Mr. Hudson & The Library A Tale Of Two Cities
(Mercury)Is everything really so middle of the road these days? Has the alternative really been appropriated by the mainstream? If you want answers to that question, try asking the polite couples you encounter on a walk around where you live, or maybe go to a taping of Later... With Jools Holland. These are big, big questions that I can't even begin to answer in an album review, especially by a group that I find so hard to get worked up about either way, Mr. Hudson And The Library.
A Tale Of Two Cities is an album that does it's best to defy categorisation whilst embracing the mainstream, trying to marry the broad social commentary and tough urban sound of artists such as Mike Skinner and Sway with polite dinner jazz, sung by a man who quite obviously holds up Sting and The Police up as the a totem of all that is good in mainstream rock music. Quite often this makes for an uncomfortable, slightly jarring listening experience, with Hudson's cod-cod-reggae styling often making you wince in recognition of those painful experiences you often have at a barbecue when somebody breaks out a copy of Synchronicity and starts aping the bass-lines like a demented Mark King (ask your dad - actually on second thoughts don't). Opening track On The Street Where You Live is a prime example of this, and is a fitting introduction for an album that is the closest anybody's came to a sonic 'meh' ever. It's a toe-curling marriage of dinner jazz, reggae and hip-hop, with Hudson describing 'a tower block feeling' when he knows his departed lover is near. What, exactly, is a 'tower block feeling'? Hunger? Desperation? Anger? Poverty? Well, at least the inhabitants that reside in these tower blocks have somebody as eloquent as Cambridge-educated Hudson to express their hopes and aspirations for them. Except they don't. This is deeply mediocre stuff. The cod-reggae vocal stylings don't stop there, however, with tracks such as Too Late Too Late and Ask The DJ, whilst actually being quite interesting track musically, are ruined by Mr. Hudson's incessant and embarrassing Sting impersonations (especially on the latter track, where Hudson refers to the aforementioned DJ as a 'Deeeejeh' in what can only be described as home-counties patois), which render the album almost unmistakable. Occasionally, on tracks such as 2x2 he manages to rouse me from my disinterest with some fantastic production and poignant lyrics about the occasional spark of life in an almost uniformly generic and lonely big-city existence, but then he loses me in the bland UB40-isms of Bread + Roses, so it's back to watching Through The Keyhole on mute and eating peanut butter bagels I go. If that's not a sorry state of affairs then I don't know what is.

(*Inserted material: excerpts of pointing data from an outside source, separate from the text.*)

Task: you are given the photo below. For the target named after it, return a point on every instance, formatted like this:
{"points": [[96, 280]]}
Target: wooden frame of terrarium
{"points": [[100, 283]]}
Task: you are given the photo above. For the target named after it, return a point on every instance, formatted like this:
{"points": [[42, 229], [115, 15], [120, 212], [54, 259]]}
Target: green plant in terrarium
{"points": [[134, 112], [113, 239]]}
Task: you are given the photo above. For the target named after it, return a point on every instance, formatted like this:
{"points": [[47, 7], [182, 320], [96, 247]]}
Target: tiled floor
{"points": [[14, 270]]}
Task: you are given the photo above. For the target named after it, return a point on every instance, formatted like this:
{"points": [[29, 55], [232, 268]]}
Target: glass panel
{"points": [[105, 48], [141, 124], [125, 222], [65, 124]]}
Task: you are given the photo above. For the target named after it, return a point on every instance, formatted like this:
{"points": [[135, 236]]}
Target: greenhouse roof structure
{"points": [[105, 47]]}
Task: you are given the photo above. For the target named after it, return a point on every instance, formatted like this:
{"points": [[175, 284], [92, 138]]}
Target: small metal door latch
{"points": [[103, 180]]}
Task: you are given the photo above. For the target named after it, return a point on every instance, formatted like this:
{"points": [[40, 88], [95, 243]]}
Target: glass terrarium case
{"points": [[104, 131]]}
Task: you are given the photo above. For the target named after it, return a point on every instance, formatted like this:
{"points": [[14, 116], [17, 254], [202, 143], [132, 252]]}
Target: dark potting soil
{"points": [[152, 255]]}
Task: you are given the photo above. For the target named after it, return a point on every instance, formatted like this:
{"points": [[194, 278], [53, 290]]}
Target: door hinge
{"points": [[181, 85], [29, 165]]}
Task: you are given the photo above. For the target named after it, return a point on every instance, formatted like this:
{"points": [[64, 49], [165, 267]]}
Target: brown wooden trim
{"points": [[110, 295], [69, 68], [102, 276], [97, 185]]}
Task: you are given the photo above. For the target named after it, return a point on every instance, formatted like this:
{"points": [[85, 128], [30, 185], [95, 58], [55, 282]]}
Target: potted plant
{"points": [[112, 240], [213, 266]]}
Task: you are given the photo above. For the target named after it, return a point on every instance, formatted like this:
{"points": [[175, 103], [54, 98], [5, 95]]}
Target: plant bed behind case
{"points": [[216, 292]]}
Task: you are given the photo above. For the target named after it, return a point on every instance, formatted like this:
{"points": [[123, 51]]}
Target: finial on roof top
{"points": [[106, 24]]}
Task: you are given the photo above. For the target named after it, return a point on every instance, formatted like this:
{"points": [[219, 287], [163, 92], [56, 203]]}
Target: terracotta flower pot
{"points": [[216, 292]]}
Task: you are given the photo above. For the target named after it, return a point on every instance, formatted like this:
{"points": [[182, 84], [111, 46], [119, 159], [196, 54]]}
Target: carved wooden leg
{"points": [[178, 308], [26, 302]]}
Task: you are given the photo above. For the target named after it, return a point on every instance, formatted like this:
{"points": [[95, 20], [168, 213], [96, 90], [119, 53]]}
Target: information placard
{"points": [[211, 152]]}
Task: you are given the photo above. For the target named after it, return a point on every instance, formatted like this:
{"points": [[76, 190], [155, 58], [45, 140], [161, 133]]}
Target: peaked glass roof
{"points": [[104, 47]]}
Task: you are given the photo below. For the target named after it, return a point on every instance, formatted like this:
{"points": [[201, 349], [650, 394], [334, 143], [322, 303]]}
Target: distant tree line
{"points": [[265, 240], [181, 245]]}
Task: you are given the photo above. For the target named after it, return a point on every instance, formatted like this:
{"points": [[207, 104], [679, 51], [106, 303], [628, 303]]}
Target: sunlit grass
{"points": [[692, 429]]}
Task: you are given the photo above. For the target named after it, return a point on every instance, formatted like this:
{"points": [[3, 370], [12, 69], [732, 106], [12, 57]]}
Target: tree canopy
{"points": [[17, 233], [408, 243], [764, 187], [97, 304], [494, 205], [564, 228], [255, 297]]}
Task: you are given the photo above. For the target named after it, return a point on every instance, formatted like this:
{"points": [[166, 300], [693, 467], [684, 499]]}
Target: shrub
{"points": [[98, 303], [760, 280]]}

An album so average, polite and middle of the road that it all-but asks you to tidy your room before you put it in your CD player (if you still have one, of course), A Tale Of Two Cities is the soundtrack to a dinner party where all the guests can't agree on what to play, but all agree that they want something that's riddled with contradictions, lacks any true focus and will just blend seamlessly into chatter about tracker mortgages and ISA's whilst making them seem edgy to anybody who happens to peer through their window. Generic major label edginess has rarely sounded so, well, bland.